これまでは結核患者用の病棟だけで受け入れを行っていましたが、一般病棟の改修が完了したため22日から規模を拡大して本格稼働しています。
新型コロナの専門病院になったきっかけはこの一言でした。
【大阪市・松井一郎市長】(4月14日)
「十三市民病院をコロナ専門病院としたい」
130人いたすべての入院患者には、約2週間かけて転院または退院してもらいました。
【十三市民病院 倉井修副院長】
「体調とかは特に変わりありません?変わりないですか」
薬の処方が必要な患者などには電話での再診察で対応を続けています。
入院している新型コロナの中等症の患者は容体は安定していますが、一気に症状が悪化する恐れがあるため油断できません。

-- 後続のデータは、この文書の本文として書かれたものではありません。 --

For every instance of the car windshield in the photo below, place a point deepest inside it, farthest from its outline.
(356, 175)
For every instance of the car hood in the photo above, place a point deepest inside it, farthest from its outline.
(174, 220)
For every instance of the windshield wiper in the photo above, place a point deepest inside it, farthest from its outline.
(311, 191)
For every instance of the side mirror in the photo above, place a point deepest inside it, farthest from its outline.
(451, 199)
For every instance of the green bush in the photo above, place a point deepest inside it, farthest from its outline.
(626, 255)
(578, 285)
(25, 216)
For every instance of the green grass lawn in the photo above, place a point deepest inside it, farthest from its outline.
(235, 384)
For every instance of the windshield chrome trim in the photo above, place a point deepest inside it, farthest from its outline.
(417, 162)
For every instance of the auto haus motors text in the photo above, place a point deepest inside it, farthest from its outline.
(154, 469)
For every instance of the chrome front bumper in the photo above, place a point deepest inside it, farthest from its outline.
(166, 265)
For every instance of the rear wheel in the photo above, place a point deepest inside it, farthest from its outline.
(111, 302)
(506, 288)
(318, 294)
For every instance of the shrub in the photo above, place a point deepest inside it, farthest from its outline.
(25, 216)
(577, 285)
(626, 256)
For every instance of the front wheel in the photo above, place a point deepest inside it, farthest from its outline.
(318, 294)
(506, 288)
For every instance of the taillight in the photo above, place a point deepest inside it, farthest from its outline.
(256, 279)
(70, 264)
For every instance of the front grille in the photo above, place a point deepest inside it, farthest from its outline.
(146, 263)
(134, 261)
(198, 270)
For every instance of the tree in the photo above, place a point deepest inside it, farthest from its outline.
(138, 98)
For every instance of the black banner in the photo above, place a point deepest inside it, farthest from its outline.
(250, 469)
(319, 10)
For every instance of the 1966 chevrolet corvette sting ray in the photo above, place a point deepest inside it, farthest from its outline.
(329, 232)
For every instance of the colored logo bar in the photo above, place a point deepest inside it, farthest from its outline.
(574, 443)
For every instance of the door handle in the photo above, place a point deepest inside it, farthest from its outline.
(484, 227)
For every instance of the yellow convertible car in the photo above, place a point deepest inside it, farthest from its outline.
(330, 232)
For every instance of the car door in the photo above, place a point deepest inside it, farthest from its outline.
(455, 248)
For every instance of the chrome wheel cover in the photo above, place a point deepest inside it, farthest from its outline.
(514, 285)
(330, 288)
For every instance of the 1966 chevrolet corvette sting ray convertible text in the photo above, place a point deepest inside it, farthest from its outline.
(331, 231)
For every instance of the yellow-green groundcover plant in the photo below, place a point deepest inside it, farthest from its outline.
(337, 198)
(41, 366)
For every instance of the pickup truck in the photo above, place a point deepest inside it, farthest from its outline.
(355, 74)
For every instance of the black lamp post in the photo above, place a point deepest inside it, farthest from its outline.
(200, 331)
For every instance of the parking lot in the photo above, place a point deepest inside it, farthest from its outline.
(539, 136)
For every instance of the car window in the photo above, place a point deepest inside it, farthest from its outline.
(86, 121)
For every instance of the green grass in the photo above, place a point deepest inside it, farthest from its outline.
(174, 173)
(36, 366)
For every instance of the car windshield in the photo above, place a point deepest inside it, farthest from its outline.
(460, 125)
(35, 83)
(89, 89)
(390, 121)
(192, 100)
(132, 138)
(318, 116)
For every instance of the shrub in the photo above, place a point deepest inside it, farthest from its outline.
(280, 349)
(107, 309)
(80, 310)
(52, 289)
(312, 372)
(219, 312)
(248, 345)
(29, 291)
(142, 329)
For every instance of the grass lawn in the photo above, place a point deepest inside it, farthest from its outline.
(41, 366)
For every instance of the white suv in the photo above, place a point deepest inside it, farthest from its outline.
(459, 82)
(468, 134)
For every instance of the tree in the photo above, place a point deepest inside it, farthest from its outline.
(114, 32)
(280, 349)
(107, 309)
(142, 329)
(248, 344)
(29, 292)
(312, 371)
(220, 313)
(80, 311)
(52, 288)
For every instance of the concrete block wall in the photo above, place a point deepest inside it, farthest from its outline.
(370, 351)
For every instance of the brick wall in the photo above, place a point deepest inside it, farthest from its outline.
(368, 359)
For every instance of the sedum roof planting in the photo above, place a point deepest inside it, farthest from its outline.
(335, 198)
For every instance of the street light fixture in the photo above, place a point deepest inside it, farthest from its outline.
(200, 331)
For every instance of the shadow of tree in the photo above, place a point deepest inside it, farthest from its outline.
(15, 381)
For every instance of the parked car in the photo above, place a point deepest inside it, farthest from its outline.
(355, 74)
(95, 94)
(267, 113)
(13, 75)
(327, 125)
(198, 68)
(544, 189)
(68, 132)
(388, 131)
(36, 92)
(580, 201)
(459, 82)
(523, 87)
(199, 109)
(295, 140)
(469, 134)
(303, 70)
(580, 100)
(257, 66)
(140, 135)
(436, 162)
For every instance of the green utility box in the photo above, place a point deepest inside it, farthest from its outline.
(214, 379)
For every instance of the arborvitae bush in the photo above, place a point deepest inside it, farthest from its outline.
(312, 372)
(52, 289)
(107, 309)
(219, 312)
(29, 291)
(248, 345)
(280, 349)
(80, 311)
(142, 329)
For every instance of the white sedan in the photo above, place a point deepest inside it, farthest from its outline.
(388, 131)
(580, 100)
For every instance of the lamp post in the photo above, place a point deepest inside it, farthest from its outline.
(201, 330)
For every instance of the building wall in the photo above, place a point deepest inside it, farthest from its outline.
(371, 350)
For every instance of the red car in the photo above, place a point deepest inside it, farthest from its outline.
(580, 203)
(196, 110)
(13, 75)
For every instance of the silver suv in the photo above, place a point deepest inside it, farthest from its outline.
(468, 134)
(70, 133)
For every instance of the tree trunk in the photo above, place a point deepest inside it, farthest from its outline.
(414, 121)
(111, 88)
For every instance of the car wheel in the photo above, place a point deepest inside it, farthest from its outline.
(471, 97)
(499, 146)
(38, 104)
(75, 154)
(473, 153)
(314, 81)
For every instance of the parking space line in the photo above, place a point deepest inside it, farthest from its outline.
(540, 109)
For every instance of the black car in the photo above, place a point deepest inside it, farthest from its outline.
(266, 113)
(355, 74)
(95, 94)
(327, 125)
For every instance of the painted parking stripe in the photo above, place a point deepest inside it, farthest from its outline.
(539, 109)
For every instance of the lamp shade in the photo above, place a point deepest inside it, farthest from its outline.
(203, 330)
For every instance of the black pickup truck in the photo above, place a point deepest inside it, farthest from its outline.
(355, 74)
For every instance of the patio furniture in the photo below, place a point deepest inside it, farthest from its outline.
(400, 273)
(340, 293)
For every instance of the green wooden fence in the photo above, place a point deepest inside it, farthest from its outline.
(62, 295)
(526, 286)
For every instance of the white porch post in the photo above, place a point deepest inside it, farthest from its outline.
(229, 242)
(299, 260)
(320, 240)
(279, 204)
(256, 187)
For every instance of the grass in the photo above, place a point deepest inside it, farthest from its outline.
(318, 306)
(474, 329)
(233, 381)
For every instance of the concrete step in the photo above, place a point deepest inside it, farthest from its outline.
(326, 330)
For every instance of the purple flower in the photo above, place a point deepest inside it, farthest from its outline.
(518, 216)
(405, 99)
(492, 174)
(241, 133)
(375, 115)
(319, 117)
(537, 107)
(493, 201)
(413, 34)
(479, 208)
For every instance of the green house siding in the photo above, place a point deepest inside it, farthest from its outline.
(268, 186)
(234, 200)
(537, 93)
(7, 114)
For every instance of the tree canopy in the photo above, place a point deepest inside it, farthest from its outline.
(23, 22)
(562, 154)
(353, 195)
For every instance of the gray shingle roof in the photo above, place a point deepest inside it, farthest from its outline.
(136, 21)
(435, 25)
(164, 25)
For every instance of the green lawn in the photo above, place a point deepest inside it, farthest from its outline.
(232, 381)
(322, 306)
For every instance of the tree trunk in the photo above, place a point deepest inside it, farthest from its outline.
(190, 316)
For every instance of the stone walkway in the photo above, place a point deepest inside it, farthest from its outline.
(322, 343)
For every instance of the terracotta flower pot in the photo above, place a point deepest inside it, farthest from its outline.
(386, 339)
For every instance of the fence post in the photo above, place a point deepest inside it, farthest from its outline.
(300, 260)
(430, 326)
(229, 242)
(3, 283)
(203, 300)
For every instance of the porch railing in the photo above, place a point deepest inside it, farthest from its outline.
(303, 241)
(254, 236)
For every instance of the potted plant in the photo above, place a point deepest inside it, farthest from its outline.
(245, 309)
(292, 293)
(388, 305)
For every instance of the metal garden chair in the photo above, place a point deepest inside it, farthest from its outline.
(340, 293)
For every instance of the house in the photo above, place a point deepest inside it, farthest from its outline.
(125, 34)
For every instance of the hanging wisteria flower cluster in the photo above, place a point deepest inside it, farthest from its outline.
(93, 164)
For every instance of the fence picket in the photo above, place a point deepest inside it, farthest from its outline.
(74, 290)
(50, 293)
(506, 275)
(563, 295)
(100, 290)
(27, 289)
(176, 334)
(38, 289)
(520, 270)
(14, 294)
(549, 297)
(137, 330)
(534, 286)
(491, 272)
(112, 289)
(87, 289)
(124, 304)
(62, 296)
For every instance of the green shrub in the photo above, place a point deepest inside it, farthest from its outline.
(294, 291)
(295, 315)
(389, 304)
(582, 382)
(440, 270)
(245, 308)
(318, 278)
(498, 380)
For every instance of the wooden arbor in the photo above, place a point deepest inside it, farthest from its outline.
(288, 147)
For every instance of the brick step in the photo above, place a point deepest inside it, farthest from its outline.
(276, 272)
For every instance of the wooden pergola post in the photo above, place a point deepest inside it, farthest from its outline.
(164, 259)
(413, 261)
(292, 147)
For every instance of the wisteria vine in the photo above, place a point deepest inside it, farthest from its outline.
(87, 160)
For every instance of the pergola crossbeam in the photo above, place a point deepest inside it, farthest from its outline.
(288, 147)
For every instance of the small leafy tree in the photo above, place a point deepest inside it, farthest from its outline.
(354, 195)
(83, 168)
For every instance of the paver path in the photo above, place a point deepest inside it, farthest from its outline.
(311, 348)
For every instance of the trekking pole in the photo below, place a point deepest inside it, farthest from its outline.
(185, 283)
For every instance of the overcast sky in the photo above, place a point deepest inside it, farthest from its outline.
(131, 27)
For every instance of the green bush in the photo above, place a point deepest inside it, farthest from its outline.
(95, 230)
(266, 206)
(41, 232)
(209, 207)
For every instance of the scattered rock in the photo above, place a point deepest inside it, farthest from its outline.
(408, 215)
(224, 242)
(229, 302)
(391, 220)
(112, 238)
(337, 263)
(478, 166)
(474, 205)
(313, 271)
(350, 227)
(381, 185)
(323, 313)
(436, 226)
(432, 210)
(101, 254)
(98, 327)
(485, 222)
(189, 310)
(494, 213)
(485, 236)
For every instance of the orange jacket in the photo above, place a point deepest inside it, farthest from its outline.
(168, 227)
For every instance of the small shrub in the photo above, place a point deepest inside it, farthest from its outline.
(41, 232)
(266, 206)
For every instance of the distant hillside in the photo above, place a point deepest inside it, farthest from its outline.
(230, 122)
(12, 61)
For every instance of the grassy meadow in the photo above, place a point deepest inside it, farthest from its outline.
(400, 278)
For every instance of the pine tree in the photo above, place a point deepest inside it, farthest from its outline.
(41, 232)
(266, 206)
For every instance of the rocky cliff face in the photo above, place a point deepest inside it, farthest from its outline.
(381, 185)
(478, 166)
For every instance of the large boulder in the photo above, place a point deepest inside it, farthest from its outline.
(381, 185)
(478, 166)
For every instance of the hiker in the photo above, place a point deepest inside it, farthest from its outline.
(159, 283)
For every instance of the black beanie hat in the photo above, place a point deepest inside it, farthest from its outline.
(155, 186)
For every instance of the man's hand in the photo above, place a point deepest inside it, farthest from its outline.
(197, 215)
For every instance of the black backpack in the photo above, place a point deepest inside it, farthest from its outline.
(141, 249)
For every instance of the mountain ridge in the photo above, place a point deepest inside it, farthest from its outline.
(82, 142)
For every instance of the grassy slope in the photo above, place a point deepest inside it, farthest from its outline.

もともと十三市民病院には感染症の専門医がいないため、現在は各診療科の医師が協力して交代で治療に携わっています。
大阪の新規感染者は減少傾向にありますが、再び感染が拡大することを想定して長期戦にも備えなければなりません。
神経をすり減らす日々の中、家に帰らず専用のホテルに宿泊しているスタッフもいます。
家族を感染させないためだけでなく、心無い差別や風評被害からも守らなくてはならないからです。
【十三市民病院 西口幸雄院長】
「ここで働いていることを周りの方が知っておられるんで、家になかなか帰れないとか。心身をすり減らして、使命だと思って皆やっている。一般の方も是非そういう偏見をなくしてもらって、温かい目で見て頂けたらうれしいなと思います」
今後は、十三市民病院への患者の集約が進むとみられさらに専門病院としての役割が増してきそうです。
――Q:今後怖いところは?
【十三市民病院 倉井修副院長】
「よく言われるように”第2波”とかね。まず対応を十分にしていくことがうちの病院の必要なことなん違うかなと思います。ある程度の数(感染者)は出てくるかなという気はします。今までの対応はうちの病院としては間違っていないので、それをそのまま続けていくというのがまず大事かなと思います」
社会が日常を取り戻しつつある一方で、医療従事者が戦い続けていることを忘れてはなりません。